Dass die Goethe-Institute in Bordeaux, Lille und Straßburg geschlossen werden sollen, stößt in Frankreich wie in Deutschland auf Protest. Trotzdem will sich Deutschland dort weiter kräftig für Spracherwerb und kulturellen Austausch engagieren.
Scholz: Weiter starke Präsenz des Goethe-Instituts in Frankreich
Es werde "eine starke Präsenz des Goethe-Instituts in Frankreich auch in Zukunft geben", sagte Bundeskanzler Olaf Scholz (SPD) am Dienstag in Hamburg in einer Pressekonferenz mit Frankreichs Präsident Emmanuel Macron. Das halte er für richtig, so Scholz. "Das steht auch außer Frage." Das Goethe-Institut bleibe eine Organisation, die in ihren Entscheidungen unabhängig sei, so Scholz. "Der Vorstand des Instituts hat Entscheidungen getroffen, die wir alle gemeinsam zur Kenntnis genommen haben." Der Kanzler dankte den Beschäftigten in den Goethe-Instituten in der Welt und insbesondere in Frankreich für ihre engagierte Arbeit.
Als Gründe für die Schließungen werden Sparzwänge und ein stärkerer Fokus auf vernachlässigte Regionen in Mittel- und Osteuropa genannt. Im Zuge einer Neuausrichtung sollen von den bisher weltweit 158 Instituten 9 Standorte geschlossen werden.
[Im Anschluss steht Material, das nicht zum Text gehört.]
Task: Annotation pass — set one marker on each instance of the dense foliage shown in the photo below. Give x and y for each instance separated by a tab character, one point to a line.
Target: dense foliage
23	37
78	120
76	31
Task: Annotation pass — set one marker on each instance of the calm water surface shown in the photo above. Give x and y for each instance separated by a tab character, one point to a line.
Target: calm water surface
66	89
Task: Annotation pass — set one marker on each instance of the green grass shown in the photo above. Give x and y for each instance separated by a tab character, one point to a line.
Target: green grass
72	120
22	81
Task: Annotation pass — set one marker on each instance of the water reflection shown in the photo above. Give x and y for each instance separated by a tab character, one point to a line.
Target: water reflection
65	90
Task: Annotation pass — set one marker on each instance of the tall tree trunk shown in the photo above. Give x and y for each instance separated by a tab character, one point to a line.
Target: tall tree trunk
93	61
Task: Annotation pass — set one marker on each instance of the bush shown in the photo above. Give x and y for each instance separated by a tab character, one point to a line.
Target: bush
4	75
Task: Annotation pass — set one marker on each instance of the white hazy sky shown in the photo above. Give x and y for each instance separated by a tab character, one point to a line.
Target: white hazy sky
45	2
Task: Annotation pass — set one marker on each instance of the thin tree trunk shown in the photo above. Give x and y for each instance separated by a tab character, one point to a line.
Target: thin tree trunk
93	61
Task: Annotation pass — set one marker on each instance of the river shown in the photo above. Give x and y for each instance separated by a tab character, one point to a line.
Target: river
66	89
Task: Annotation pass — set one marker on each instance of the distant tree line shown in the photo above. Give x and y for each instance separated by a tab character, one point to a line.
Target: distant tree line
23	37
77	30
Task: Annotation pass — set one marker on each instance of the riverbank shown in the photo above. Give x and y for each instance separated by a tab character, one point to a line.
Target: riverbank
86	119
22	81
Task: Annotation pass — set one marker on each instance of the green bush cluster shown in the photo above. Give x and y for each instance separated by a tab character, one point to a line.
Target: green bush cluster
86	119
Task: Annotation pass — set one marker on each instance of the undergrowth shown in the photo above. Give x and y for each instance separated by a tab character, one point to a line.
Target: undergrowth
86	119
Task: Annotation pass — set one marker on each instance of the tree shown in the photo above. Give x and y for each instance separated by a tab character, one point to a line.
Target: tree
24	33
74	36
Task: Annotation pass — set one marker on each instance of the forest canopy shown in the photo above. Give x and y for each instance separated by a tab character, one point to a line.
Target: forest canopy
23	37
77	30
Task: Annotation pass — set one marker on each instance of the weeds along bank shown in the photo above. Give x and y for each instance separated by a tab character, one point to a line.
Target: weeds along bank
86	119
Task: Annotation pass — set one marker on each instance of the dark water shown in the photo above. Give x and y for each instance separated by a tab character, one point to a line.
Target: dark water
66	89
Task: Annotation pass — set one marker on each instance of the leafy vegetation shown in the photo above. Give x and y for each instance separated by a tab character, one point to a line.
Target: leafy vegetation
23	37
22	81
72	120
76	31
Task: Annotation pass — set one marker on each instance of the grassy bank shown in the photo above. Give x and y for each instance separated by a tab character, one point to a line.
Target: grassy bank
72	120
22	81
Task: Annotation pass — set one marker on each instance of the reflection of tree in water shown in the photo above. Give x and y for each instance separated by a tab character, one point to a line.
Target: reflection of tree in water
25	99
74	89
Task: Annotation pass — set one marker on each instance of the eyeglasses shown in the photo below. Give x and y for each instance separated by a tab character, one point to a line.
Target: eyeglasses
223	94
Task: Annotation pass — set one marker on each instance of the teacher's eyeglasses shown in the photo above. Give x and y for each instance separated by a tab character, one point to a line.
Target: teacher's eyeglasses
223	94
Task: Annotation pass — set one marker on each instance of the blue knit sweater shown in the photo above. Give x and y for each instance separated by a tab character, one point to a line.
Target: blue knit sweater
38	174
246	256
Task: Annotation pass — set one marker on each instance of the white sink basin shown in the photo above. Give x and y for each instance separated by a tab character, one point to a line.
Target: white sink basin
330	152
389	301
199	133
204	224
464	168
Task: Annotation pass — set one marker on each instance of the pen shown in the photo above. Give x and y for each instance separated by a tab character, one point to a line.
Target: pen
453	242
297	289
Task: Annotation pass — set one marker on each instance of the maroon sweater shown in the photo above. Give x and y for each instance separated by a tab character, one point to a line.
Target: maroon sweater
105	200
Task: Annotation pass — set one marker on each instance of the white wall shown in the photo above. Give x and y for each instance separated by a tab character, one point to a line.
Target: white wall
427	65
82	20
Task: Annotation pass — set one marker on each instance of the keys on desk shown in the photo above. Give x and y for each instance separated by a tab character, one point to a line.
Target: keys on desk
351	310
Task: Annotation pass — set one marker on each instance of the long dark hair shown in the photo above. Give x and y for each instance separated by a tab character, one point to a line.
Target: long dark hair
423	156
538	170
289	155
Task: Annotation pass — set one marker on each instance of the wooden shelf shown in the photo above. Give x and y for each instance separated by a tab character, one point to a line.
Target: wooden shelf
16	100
Die französischen Standorte Paris, Lyon, Marseille, Toulouse und Nancy sollen erhalten bleiben.
Macron: Neue Wege für die Jugend in Frankreich
Macron sagte, über den Spracherwerb hinaus müsse es für die Jugend in Frankreich und Deutschland darum gehen, neue Wege zu erfinden, um die gegenseitige Faszination füreinander am Leben zu erhalten. Dieses Abenteuer könne nicht gelingen, wenn die Jugend auf beiden Seiten des Rheins alleine Richtung Asien oder USA schaue und das Nachbarland für klassisch und unattraktiv halte. "Wir müssen unserer Jugend wieder beibringen, gegenseitig voneinander zu träumen."
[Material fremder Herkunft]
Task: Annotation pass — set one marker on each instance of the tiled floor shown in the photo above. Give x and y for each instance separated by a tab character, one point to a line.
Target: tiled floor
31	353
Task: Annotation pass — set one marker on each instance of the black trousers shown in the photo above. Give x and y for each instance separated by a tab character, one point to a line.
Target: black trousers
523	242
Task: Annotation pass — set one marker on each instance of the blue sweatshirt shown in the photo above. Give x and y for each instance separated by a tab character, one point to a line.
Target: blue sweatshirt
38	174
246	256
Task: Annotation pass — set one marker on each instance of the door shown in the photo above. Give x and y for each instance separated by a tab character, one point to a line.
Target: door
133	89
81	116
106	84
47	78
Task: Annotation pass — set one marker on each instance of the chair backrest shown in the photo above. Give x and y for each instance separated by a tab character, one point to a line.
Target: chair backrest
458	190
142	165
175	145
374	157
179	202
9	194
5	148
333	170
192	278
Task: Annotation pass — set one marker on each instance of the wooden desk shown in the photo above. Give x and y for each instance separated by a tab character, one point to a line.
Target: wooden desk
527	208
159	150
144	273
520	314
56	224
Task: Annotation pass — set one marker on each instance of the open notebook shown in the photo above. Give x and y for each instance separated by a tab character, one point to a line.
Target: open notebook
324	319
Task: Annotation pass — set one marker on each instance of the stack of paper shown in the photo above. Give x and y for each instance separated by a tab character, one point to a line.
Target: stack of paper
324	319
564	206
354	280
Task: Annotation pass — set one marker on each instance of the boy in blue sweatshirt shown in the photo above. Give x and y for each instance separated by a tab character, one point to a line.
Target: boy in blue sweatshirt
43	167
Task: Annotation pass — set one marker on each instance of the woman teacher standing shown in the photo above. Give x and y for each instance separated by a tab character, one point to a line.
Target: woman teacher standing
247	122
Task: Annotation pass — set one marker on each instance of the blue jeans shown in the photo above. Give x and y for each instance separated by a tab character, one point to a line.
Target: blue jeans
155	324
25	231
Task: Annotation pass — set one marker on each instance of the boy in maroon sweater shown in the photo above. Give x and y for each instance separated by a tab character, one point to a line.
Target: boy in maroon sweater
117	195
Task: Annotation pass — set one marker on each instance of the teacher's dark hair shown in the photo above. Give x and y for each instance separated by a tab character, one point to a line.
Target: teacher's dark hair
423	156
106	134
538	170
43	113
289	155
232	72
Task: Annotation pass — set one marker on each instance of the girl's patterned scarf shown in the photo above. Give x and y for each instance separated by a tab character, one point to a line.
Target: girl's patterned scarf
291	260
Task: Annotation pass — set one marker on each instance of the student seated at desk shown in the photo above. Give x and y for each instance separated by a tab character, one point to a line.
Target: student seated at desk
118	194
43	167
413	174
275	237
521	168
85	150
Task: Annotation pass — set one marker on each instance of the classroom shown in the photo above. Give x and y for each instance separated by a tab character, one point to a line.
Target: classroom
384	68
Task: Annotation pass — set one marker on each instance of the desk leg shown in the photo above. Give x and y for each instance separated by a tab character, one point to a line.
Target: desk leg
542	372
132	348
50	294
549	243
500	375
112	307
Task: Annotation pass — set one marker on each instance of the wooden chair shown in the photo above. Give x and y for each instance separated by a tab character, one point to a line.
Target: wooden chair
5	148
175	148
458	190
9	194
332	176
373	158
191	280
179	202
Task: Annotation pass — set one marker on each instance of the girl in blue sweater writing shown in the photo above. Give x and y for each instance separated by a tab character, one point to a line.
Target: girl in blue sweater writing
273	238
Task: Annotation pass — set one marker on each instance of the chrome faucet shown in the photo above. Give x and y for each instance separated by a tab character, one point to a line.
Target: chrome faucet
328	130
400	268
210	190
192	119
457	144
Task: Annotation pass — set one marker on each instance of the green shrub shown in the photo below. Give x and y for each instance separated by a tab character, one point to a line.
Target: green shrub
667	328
SWR-Reporter David Zastrow berichtet in den SWR4-Regionalnachrichten über die Proteste gegen die Schließungspläne:
Schließung von Goethe-Instituten in Frankreich stößt auf breiten Protest
Mehr als 45 Verbände und Institutionen sowie über 400 Persönlichkeiten hatten sich in einem offenen Brief an die Bundesregierung gewandt. "Die Neuausrichtung darf nicht auf dem Rücken der deutsch-französischen Partnerschaft ausgetragen werden", so die Unterzeichner. Sie verwiesen auf den Aachener Vertrag, der Sprache und Kultur des jeweiligen Partnerlandes in den Mittelpunkt stellt. Tatsächlich ist die Zahl der Deutsch Lernenden in Frankreich zuletzt aber massiv gesunken, deutlich mehr noch als die Zahl der Französisch Lernenden in Deutschland.
Entwicklung der Zweisprachigkeit im Elsass
Auf den ersten Blick scheint es im Elsass eine positive Entwicklung der Zweisprachigkeit zu geben. In den bilingualen Klassen der Grundschulen hat die Zahl der Schüler und Schülerinnen um 46% zugenommen. In den weiterführenden Schulen, also bis einschließlich 10. Klasse, sogar um 102%. Und, in den Gymnasien sind die Schülerzahlen um 19% gestiegen. Das heißt, es gibt immer mehr Kinder im Elsass, die die deutsche Sprache erlernen und sprechen.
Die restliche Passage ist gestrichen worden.